映画の感想や好きな俳優の情報を発信します。新作以外はネタバレあり。
イリュージョン
2014年01月02日 (木) | 編集 |



正月第一弾は2013年最後に観たポーランド発の未公開スリラー『イリュージョン』を。
イリュージョン(2011)アイルランド・ポーランド・イギリス
原題:The Woman in The Fifth
監督:パヴェウ・パヴリコフスキ
出演:イーサン・ホーク/クリスティン・スコット・トーマス/ヨアンナ・クーリグ/サミール・ゲスミ
日本公開:未公開
 
【ストーリー】
アメリカ人作家のトム(イーサン・ホーク)は別れた妻と娘に会うためパリにやってくる。
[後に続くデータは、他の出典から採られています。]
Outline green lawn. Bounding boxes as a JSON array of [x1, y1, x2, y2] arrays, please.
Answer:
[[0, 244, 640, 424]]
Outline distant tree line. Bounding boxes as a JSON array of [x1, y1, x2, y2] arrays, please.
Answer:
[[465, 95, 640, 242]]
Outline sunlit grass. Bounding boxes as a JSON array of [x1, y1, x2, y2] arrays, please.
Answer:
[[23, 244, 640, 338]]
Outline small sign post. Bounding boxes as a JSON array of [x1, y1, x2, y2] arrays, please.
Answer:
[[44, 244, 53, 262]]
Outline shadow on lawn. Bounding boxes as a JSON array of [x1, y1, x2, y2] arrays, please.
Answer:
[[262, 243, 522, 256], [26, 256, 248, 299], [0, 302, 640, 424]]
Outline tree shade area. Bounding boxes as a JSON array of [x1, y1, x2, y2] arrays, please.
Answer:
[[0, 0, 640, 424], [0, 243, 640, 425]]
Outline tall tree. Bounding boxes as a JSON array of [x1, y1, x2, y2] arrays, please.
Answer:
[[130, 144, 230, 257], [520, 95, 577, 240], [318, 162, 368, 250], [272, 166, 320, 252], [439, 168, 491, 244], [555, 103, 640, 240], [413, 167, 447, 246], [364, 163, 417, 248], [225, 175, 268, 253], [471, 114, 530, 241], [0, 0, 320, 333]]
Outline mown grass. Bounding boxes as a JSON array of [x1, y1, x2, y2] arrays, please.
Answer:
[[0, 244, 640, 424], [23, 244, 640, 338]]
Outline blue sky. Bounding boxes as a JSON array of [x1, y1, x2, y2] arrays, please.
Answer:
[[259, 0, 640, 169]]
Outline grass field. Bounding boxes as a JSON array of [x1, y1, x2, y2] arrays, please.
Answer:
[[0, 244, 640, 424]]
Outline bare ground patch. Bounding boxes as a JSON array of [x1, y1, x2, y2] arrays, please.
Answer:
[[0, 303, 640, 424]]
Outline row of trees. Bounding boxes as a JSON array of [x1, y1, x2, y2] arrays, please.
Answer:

しかし妻からは拒否され警察を呼ばれる始末。飛び乗ったバスで荷物を盗まれたトムはカフェの二階のうらぶれたホテルに宿泊を許可された。ある日、立ち寄った本屋で誘われた作家の集まりで出会った美しい未亡人マーギット(クリステン・スコット・トーマス)は、トムのひと時の癒しとなるが、同時にトムの周囲で不可思議な事件が起こり始め・・・。

イーサン・ホーク主演のミステリー・サスペンスです。
アメリカからやってきた主人公トムの周囲で起こる不思議な事件の謎を解くお話なんですが、映画は終始憂鬱な雰囲気に包まれます。そもそも、トムが妻に何故あれほど拒否されているのかの理由が説明されない。トムは宿のオーナーから怪しいアルバイトを持ちかけられ夜の6時間を過ごすのだけど、そこにやってくる訪問者の目的も分からない。そんな中、カフェのポーランド人ウェイトレスの優しさが身につまされる。彼女がポーランド語で歌う歌は、内容は分からないけれど、寂しく愛おしく胸に響くのです。その度にトムは娘を想い長い長い手紙を書く。そして遠くからとても切ない目で娘を見つめるんですね。救いのないほどに不幸な空気を漂わせるイーサン。そして、イーサンに怪しくまとわりつく未亡人のクリスティン・スコット・トーマス・・




 原作はダグラス・ケネディの『The Woman in the Fifth』、監督は『マイ・サマー・オブ・ラブ』(←未見)のパヴェウ・パヴリコフスキ
原作は読んでないんですがタイトルの意味はクリスティン・スコット・トーマス演じる謎の未亡人を指しているんですね。どうして邦題はそれを無視して『イリュージョン』なんて付けちゃうんでしょう。あかんがな。
 
 この映画ね、評価が真っ二つに分かれてるんですよ。それは間違いなく、この映画をどう解釈したかによると思います。「くだらない。丸投げ」と評する人がいる一方で、「知的な傑作」と賞賛されるのはなんだろうと、そんなことが気になりました。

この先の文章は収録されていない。